Dans le numéro 2 de la revue Mir, Christophe Manon publie le début de son Testament. Assez long (200 vers environ), cet incipit déploie une voix dont la simplicité apparente, dont la crudité, même, peut être comprise à la fois comme signe de pureté et de dénuement, dans l’urgence – causée par la proximité de la mort – qui commande au poète d’être direct et sans chichi :
je n’ai ni dieu ni maître
et ne dois rien à personne
souvent j’ai crevé la dalle
et dans ma gamelle souvent
que des pois chiches
Pourtant, cette simplicité – qui n’est, je l’ai dit, qu’apparente – ne laisse pas de troubler : notamment parce qu’il est précisé que le texte de Christophe Manon est une reprise, une adaptation d’un autre Testament. Si bien que derrière ce je d’évidence si franc, qui se livre dans la brutalité d’une expression ne s’embarassant plus des règles d’aucun jeu, se cache en double-fond celui de Villon – et l’on ne sait plus qui parle.

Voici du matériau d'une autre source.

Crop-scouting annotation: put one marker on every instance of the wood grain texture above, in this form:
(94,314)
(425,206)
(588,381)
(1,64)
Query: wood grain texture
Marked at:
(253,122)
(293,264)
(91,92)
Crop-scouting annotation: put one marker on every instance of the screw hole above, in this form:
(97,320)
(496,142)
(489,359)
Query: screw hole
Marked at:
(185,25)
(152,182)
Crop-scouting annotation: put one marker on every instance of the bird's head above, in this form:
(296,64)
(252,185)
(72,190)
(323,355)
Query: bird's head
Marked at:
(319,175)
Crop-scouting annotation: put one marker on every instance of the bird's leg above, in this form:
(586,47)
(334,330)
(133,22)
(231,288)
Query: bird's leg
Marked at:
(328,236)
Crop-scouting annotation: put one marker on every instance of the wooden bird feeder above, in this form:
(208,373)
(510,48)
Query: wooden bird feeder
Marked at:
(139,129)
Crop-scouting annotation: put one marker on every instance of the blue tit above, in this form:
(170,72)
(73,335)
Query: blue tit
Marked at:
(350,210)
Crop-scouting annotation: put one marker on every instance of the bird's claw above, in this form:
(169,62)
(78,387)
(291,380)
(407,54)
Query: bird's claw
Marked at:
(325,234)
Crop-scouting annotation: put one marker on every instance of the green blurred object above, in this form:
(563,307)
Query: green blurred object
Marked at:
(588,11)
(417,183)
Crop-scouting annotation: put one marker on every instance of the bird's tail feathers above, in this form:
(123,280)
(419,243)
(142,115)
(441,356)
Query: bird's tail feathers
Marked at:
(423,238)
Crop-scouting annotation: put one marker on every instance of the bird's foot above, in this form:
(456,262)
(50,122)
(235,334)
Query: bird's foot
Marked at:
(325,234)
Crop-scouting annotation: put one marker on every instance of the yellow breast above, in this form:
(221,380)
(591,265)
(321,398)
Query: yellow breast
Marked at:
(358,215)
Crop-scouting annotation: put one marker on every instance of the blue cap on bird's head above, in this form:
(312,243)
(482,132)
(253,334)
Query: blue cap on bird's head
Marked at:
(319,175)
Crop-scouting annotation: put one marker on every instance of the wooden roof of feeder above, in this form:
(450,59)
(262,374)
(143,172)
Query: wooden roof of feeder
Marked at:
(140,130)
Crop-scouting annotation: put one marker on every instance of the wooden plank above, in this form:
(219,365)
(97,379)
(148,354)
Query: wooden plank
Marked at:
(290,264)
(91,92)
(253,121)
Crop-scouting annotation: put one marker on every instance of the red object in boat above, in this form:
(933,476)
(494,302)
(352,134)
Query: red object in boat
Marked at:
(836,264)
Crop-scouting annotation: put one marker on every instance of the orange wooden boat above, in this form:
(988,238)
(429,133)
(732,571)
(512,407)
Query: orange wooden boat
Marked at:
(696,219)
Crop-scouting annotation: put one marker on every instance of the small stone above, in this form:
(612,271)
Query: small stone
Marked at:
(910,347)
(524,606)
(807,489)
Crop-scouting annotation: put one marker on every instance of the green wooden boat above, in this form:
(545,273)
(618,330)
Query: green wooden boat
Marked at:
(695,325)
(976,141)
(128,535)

Ainsi Manon déconstruit-il le voyeurisme morbide – lequel identifie la voix et l’homme pour trouver dans celle-là des informations sur celui-ci – du lecteur, laissant à sa place le trouble qui le problématise. Ce faisant, s’affirme dans ce dispositif textuel quelque chose comme une solution originale au problème de la littérature contemporaine tel que des oeuvres comme celle de Mallarmé (la disparition élocutoire du poète) ou Pessoa (et son théâtre des hétéronymes) ont pu lui donner forme : celle d’un lyrisme (d’une subjectivation) transpersonnel, détaché des épanchements contingents de l’individu singulier pour trouver dans l’hybridation de la voix les ressources d’un chant impersonnel, universel.
je veux bien reconnaître mes torts
mais ce que j’ai écrit est écritlaissons tomber et parlons d’autre chose
Christophe Manon, Testament, in. revue Mir n°2, éditions ikko, juin 2009.